At that moment, I thought it was "broken" since it wasn't working as you described.

Then I did some reloading - more on that below - and I noticed that the problem had vanished. When there was no case above the primer, the press moved the primer up, back down, and the primer strip did NOT cycle. That's the way it should be. So either the issue is intermittent, or it fixed itself.



Next, having written down all the things I need to do to cycle the press, I decided to use it normally, using all 5 stations as in the videow, just taking my time and checking *everything* each time BEFORE I moved the lever down, up, forwards, and back. In doing that, I noticed:

a) I don't have to make sure the primer feed is working - I have a pretty good "feel" of what that station is doing. No need to look.

b) I don't need to do anything with the powder drop - that runs perfectly. All I need to do is occasionally make sure the powder isn't getting too low.

c) I don't need to check anything on the lockout die. Once I got it set, it worked perfectly. I tried it in situations where it should fail, and sure enough, it locked up.

d) You suggested I check the powder in that station, #4, but it's really difficult to see. On the other hand, when it gets to station #5 I have a perfect view of the powder, and can verify it's about as high each time. I don't put the next bullet on until I've checked that.


Everything went like clockwork! The only interruptions were stopping to add the next primer strip, and when I was done, using the few primers left in my first primer strip, that moved out of the press while I was testing.


50 rounds in about an hour isn't going to break any speed records, but it's the fastest I have ever loaded that many rounds. I'm happy.
 
......Never had a problem.......

When/if I ever get as comfortable at this as you guys, maybe I'll feel differently, but for now the most "risk" I've taken is when a primer was half seated, to put it in a vice between two soft lead vice covers, and give it just a little pressure - it goes right into place, at least far enough for the press to do the rest of the job.

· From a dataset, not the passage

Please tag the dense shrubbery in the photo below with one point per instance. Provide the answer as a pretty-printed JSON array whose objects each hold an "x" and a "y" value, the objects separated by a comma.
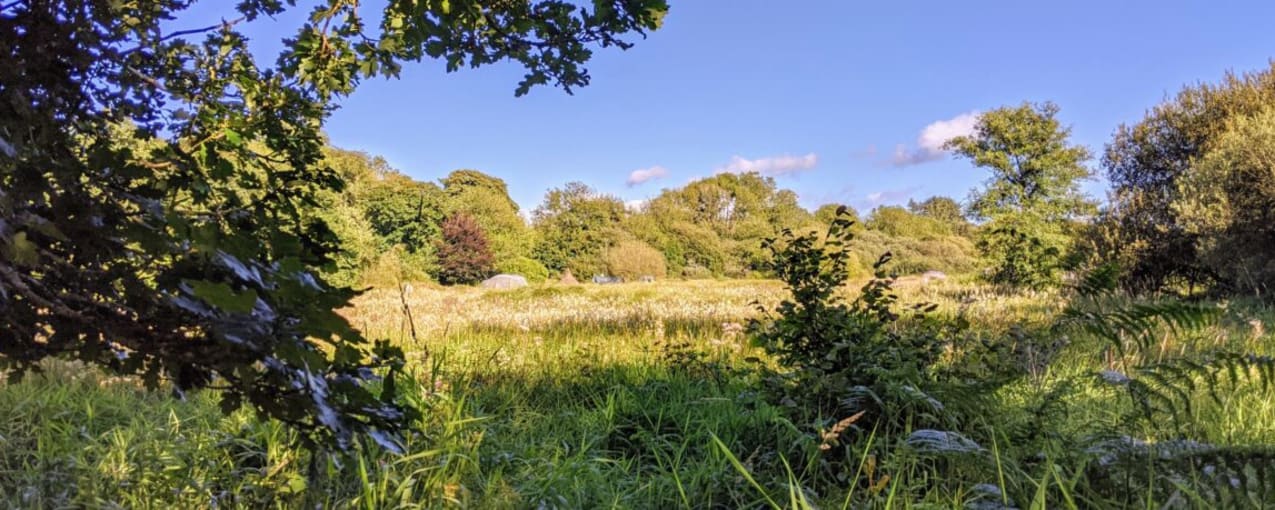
[
  {"x": 635, "y": 259},
  {"x": 463, "y": 253}
]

One primer last time didn't want to go any further. It went into the dump. By the time that happens again, I'll get my "hammer type" bullet puller working, or better yet, find an old junk press into which I can mount my never-used RCBS bullet puller. I've had it for 35 years - never got it out of the box. Didn't even know I had it, until I was sorting out all my dies. .....speaking of which, there are several I plan to give away. Won't ever use them.